UK Foreign Secretary David Miliband has joked that the European Union might "not be able to afford" Tony Blair as its first president.
Mr Brown is expected to back Mr Blair for the job
Mr Miliband's comment on BBC Radio 2's Jeremy Vine show came in the wake of Mr Blair picking up high-paid City roles.
But he said: "Let's get the job figured out first, then let's go on and figure out who the right person is."
He added that he would "be happy" if Mr Blair did the job, and said he thought Gordon Brown would also be happy.

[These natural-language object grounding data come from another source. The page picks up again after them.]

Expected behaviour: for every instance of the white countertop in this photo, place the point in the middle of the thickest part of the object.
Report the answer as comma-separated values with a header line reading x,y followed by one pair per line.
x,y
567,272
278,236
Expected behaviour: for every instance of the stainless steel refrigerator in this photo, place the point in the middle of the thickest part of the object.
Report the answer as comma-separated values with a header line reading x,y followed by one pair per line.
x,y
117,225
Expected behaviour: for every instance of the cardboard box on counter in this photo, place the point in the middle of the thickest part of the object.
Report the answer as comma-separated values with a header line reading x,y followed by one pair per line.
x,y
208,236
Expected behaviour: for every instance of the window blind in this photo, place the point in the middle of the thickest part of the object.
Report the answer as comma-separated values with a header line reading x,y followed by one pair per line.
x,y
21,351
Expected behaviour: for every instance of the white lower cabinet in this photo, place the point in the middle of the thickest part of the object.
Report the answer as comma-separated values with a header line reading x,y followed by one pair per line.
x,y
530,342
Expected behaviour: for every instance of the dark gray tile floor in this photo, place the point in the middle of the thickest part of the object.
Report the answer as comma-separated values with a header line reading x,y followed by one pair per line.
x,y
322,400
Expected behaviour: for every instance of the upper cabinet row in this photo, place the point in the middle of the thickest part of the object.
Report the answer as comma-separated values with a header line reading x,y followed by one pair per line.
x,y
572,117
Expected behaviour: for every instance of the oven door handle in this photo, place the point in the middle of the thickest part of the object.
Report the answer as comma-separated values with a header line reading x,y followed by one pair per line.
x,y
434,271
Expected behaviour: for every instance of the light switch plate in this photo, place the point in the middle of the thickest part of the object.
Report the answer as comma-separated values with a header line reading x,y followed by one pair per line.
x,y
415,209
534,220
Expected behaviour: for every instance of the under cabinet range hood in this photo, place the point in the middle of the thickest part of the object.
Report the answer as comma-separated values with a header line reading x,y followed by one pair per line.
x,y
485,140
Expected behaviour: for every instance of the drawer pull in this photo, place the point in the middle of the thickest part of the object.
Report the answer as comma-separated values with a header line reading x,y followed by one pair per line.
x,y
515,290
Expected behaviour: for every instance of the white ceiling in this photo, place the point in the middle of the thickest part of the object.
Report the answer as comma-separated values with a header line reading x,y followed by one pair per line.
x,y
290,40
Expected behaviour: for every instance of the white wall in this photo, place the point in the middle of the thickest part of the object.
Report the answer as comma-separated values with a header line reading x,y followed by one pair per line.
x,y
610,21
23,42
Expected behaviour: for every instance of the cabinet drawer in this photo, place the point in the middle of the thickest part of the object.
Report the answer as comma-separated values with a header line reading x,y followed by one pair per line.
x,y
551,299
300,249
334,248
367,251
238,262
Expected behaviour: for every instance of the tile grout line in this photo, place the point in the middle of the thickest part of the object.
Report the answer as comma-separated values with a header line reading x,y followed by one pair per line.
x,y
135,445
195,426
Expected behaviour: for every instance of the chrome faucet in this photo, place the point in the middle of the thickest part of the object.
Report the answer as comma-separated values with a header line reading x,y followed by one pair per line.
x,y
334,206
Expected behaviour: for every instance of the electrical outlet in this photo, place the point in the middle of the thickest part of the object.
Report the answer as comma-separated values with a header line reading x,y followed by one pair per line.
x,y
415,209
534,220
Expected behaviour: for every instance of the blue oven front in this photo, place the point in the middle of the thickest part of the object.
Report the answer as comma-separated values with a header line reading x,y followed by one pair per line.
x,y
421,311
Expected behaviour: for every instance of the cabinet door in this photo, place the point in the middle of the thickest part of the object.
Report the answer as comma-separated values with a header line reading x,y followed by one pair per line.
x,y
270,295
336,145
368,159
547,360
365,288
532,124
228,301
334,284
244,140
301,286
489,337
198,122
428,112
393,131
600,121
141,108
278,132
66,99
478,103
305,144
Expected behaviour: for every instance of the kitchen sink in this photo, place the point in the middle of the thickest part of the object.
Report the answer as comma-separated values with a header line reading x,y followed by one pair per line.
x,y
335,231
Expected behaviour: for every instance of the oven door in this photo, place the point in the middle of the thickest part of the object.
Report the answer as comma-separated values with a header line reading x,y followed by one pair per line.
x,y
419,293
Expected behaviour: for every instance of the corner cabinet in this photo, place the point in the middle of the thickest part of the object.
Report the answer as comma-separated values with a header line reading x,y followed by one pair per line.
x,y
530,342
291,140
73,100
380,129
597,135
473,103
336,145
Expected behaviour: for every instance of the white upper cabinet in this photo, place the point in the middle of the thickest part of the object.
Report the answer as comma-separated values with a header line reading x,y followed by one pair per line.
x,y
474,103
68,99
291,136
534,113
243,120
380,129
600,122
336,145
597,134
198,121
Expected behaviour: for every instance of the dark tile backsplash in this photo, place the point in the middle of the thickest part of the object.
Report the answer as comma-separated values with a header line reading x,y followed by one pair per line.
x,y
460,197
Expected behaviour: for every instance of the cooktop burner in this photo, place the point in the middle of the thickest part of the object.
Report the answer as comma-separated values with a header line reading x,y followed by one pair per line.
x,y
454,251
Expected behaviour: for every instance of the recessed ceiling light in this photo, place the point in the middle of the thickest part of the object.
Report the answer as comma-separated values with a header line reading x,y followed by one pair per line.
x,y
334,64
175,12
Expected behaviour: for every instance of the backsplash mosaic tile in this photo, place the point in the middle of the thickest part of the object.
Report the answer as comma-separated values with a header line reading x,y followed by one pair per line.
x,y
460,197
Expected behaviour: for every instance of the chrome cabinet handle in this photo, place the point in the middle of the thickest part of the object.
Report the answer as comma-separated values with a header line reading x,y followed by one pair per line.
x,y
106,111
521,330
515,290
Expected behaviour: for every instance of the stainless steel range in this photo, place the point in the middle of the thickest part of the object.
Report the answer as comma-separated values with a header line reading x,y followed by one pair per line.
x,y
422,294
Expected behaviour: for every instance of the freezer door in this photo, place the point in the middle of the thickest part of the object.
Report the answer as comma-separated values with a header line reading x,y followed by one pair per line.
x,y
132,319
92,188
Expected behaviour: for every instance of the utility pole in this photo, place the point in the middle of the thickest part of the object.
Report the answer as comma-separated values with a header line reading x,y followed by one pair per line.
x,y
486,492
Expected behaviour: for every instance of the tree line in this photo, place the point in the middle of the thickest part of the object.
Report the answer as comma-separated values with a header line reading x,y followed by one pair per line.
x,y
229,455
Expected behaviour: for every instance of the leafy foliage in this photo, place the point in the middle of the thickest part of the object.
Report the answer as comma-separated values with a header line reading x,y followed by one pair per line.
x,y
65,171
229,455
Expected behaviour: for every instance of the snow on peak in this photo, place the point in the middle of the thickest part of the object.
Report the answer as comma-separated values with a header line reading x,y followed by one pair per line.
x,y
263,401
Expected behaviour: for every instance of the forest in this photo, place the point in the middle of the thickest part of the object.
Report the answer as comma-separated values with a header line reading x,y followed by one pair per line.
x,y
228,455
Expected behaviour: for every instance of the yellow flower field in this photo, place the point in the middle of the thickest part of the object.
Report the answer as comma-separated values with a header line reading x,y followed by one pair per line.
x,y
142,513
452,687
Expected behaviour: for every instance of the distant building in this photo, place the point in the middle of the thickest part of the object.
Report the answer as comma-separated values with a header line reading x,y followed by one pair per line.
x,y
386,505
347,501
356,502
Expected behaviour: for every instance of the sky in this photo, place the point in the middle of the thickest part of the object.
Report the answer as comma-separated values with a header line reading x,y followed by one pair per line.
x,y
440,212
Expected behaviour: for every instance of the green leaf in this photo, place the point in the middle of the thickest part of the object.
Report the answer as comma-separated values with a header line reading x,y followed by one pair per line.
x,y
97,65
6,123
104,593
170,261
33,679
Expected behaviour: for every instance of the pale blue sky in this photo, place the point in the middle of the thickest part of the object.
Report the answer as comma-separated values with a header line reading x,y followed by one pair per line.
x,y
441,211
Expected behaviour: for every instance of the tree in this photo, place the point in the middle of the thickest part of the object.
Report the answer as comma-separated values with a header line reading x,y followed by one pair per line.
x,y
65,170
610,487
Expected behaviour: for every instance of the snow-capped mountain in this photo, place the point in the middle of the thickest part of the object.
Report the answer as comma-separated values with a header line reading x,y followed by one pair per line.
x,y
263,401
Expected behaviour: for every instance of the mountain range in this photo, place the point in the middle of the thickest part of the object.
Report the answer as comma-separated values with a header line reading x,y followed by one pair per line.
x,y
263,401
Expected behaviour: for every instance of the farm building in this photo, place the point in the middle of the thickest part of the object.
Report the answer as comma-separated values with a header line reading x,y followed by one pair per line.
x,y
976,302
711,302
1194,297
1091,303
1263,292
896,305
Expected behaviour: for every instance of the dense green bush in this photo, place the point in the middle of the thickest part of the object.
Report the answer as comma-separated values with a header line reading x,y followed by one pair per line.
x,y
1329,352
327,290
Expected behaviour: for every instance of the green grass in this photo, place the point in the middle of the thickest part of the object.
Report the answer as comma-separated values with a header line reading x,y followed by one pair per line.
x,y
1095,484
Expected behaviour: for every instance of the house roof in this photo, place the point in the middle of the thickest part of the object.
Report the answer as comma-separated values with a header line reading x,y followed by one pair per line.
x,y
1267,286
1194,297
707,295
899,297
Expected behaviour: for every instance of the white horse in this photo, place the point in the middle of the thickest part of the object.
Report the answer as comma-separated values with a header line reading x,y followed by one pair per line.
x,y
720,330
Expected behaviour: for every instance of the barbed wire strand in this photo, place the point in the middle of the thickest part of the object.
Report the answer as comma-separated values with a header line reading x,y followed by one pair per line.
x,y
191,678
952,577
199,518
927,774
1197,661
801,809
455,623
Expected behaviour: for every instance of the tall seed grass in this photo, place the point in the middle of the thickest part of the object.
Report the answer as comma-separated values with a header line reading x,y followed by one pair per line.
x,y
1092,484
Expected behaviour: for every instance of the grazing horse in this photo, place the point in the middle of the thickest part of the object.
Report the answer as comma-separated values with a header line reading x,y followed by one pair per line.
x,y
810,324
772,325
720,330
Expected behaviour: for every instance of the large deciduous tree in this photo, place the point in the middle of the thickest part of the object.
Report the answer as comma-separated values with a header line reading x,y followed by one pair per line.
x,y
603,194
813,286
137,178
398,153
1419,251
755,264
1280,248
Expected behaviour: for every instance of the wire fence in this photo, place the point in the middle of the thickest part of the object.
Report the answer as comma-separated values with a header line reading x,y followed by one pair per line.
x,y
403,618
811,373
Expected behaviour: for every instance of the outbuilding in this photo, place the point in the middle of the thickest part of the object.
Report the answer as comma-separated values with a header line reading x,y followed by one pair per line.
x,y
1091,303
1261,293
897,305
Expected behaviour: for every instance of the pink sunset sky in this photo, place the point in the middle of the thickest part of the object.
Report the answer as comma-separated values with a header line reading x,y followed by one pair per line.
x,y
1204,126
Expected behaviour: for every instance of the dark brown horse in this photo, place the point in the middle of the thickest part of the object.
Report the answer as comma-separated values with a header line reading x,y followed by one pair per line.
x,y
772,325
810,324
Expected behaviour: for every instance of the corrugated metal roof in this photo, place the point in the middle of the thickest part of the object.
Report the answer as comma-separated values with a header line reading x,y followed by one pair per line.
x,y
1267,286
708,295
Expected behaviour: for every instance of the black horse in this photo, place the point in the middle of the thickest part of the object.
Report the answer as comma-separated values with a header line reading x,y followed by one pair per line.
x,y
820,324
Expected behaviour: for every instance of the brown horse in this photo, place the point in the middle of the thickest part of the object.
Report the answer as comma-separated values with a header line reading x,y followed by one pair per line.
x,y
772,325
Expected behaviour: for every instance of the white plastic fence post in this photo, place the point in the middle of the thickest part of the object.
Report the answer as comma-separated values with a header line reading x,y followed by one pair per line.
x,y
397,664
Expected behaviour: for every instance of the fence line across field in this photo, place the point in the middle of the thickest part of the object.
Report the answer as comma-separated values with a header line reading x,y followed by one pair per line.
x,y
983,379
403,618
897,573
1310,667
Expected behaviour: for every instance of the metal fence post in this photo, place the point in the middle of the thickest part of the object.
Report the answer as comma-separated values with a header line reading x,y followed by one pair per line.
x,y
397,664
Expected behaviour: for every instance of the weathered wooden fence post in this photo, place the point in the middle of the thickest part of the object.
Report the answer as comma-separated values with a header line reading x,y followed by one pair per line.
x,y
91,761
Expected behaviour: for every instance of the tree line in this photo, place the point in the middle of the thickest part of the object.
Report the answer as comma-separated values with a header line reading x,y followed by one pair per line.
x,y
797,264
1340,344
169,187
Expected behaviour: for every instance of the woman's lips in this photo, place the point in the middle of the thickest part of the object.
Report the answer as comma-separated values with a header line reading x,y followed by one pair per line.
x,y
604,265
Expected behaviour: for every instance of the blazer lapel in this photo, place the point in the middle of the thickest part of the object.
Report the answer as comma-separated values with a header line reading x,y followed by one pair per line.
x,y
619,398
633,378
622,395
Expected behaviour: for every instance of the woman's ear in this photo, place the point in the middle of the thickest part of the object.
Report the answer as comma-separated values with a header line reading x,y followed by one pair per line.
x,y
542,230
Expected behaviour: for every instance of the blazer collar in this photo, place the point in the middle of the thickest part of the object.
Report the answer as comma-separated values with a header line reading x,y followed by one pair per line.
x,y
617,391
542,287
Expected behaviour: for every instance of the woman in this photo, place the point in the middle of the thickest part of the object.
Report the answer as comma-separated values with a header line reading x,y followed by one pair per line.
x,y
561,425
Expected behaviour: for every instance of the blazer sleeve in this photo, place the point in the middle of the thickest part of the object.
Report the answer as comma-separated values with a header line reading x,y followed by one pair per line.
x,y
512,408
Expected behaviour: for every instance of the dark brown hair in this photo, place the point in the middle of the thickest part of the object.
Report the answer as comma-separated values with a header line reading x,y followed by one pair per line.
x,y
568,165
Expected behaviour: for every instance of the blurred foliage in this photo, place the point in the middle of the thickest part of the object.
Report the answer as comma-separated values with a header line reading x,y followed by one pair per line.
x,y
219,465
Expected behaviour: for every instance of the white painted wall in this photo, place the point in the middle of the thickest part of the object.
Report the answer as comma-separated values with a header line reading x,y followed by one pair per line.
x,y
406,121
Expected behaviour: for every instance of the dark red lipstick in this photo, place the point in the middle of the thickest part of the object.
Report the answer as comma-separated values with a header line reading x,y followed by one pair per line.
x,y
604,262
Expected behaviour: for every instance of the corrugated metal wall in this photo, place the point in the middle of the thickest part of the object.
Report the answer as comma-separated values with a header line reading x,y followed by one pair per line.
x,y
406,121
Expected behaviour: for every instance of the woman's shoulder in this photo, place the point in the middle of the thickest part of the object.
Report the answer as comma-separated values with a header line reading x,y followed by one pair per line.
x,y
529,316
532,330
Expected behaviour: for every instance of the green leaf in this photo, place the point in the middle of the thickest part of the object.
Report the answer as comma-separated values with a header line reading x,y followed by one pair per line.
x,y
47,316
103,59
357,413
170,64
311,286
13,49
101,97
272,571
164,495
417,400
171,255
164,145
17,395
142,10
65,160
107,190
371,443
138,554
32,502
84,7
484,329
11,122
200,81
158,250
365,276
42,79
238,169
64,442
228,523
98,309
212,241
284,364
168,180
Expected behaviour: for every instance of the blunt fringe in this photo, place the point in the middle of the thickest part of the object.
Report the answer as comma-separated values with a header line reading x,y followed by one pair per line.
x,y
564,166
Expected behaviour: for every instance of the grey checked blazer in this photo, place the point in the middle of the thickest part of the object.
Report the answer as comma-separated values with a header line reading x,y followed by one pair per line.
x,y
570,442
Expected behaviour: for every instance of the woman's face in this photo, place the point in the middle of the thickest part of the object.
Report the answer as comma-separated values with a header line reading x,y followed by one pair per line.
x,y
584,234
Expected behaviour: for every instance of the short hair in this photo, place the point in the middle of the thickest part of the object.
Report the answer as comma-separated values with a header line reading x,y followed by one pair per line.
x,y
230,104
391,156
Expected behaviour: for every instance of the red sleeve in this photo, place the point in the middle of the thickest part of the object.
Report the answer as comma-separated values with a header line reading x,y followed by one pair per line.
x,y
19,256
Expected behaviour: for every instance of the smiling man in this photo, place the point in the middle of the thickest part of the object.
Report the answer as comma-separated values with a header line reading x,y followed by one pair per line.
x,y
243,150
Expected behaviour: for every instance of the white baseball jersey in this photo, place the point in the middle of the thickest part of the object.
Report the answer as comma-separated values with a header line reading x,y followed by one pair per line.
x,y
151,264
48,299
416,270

The foreign secretary was replying to Lib Dem leader Nick Clegg's suggestion that an attempt by Tony Blair to become President of the European Council would be an "act of political vanity".
Mr Blair has discussed the idea with Gordon Brown, his successor as prime minister, with senior Downing Street figures urging him to launch a bid.
But Mr Clegg said backing Mr Blair would be "an embarrassing diversion".
The role of EU Council president - dubbed by many as "president of Europe" - will come into being next year, if the organisation's 27 member states ratify the Lisbon Treaty, signed by national leaders in December.
The exact nature and status of the role is yet to be decided.
Some countries want a high-profile figure to represent the EU on the world stage, while others propose a more low-key, bureaucratic figure.
French president Nicolas Sarkozy has openly backed Mr Blair.
In a speech last month, seen by many as the launch of a possible EU presidency bid, Mr Blair called for "new ideas" on Europe.
The other main figure being mentioned for the job - which will be filled by majority voting - is Luxembourg's prime minister Jean-Claude Juncker.
German chancellor Angela Merkel is also thought to be a possible candidate, if she loses her country's general election next year.
Under the terms of the Lisbon Treaty, a politician would be chosen to be president of the European Council for two-and-a-half years, replacing the current system where countries take turns at being president for six months.
Mr Blair stood down as prime minister last June after more than 10 years in power.
He is currently working as a peace envoy to the Middle East and has taken up advisory roles with insurance firm Zurich and investment bank JP Morgan - and is reported to have signed a £5m-plus deal for his memoirs.